保存パスを元の場所(SDカード)に設定すると、データが上書きされて復元できなくなる恐れがあります。必ず別の場所に保存してください。
デジタルカメラやスマートフォンで日々利用するSDカード。大切な写真や画像の保存に欠かせませんが、誤ってデータを削除してしまったり、カードが破損して読み込めなくなったりといったトラブルは少なくありません。
高額な専門業者に依頼する前に、まずは自力でSDカードの写真復元に挑戦したいという方も多いのではないでしょうか。
本記事では、無料で使えるSDカード画像復元フリーソフトを厳選し、復元容量や復元成功率、操作性といった観点から徹底的に比較します。また、おすすめのSDカードの復元方法として、具体的な手順もご紹介します。
SDカード画像復元ソフトを選ぶ際の重要ポイント
SDカードの画像復元フリーソフトを選ぶ際は、以下の5つのポイントに注目しましょう。これが、あなたのデータ復旧の成功を左右するカギとなります。
無料版の復元容量制限
多くのSDカード復元フリーソフトには、無料で復元できるデータ容量に上限が設けられています。

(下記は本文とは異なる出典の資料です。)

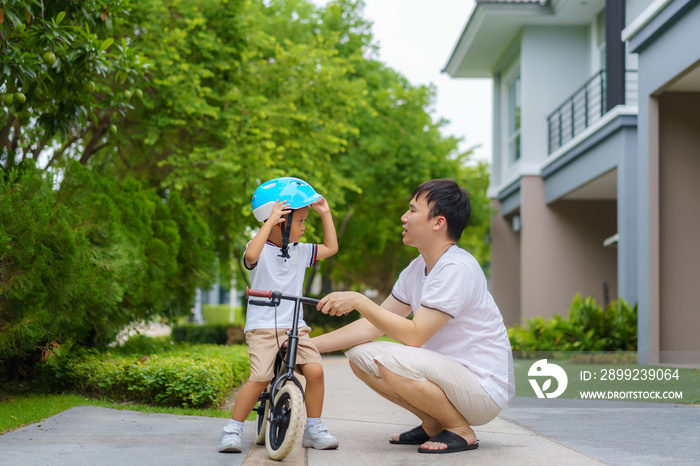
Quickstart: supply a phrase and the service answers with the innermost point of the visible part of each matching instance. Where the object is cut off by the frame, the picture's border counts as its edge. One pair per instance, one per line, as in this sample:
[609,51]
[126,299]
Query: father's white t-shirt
[476,335]
[275,273]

- 例えば、500MBまで、1GBまで、といった制限です。
- 大量の写真や高解像度の画像を復元したい場合は、この制限が実質的なネックとなるため、無料容量が大きい、または制限のないソフトを選ぶのがおすすめです。
対応ファイル形式
SDカードに保存されている画像ファイルの形式は様々です。一般的なJPEGやPNGだけでなく、デジタルカメラのRAWファイル(CR2、NEF、ORFなど)にも対応しているかどうかを確認しましょう。また、動画やドキュメントファイルも一緒に復元したい場合は、対応ファイル形式が幅広いソフトを選ぶと便利です。
対応デバイスと対応OS
SDカード復元ソフトを選ぶ際は、自分のパソコンのOSに対応しているかを確認しましょう。WindowsとMacの両方に対応しているソフトもあれば、Windows専用のものもあります。また、SDカードだけでなく、microSD、CFカード、USBメモリなど様々なリムーバブルメディアに対応しているかも重要なポイントです。
復元成功率
データ復元ソフトによって復元成功率は異なります。高い復元率を実現するためには、ディープスキャン機能やファイルカービング技術を搭載したソフトを選ぶことをおすすめします。公式サイトの謳い文句だけでなく、実際に利用したユーザーのレビューや窓の杜などの信頼できる情報源での評価を参考に、復元成功率が高いと評判のソフトを選びましょう。
操作の簡単さ
初心者の方は、直感的に操作できるGUI(グラフィカルユーザーインターフェース)を持つソフトを選びましょう。ウィザード形式で手順を案内してくれるソフトや、日本語対応のソフトであれば、専門知識がなくても簡単にSDカードの画像を復元できます。一方、コマンドライン操作が必要なソフトは上級者向けとなります。
【比較表】SDカード画像復元フリーソフト10選
SDカードの写真を無料で復元できるフリーソフト10選を比較表にまとめました。各ソフトの無料版で使える容量や対応OS、主な特徴を一目で確認できます。
- ソフト名
- 無料版容量
- 特徴
- おすすめ度
- PhotoRec
- 無制限
- 画像・動画ファイルの復元に特化。CUI操作。
- ★★★★☆
- Recuva
- 無制限
- ポータブル版あり、日本語対応
- ★★★★★
- 4DDiG Free
- 2GB
- AI技術で高精度な復元を実現。最新OS対応。
- ★★★★☆
- Wise Data Recovery
- 2GB
- 動作が高速。シンプルで一画面完結の操作性。
- ★★★★☆
- USBメモリ復旧
- 無制限
- USBメモリ・SDカード専用の無料ソフト
- ★★★☆☆
- TestDisk
- 無制限
- パーティション復元にも対応。上級者向け。
- ★★★☆☆
- Disk Drill
- 500MB
- 多機能で様々なデバイスに対応
- ★★★☆☆
- DiskDigger
- 制限あり
- 外部ストレージからの復元に特化
- ★★★★☆
- Pandora Recovery
- 無制限
- 詳細な検索オプションを備える。
- ★★★☆☆
- MiniTool Photo Recovery
- 制限あり
- 写真・動画の復元に特化
- ★★★★☆
SDカード画像復元フリーソフトの詳細レビュー
特に評価の高い、主要な5つのSDカード画像復元フリーソフトについて詳しく解説します。各ソフトの特徴やメリット・デメリットを理解して、最適なソフトを選びましょう。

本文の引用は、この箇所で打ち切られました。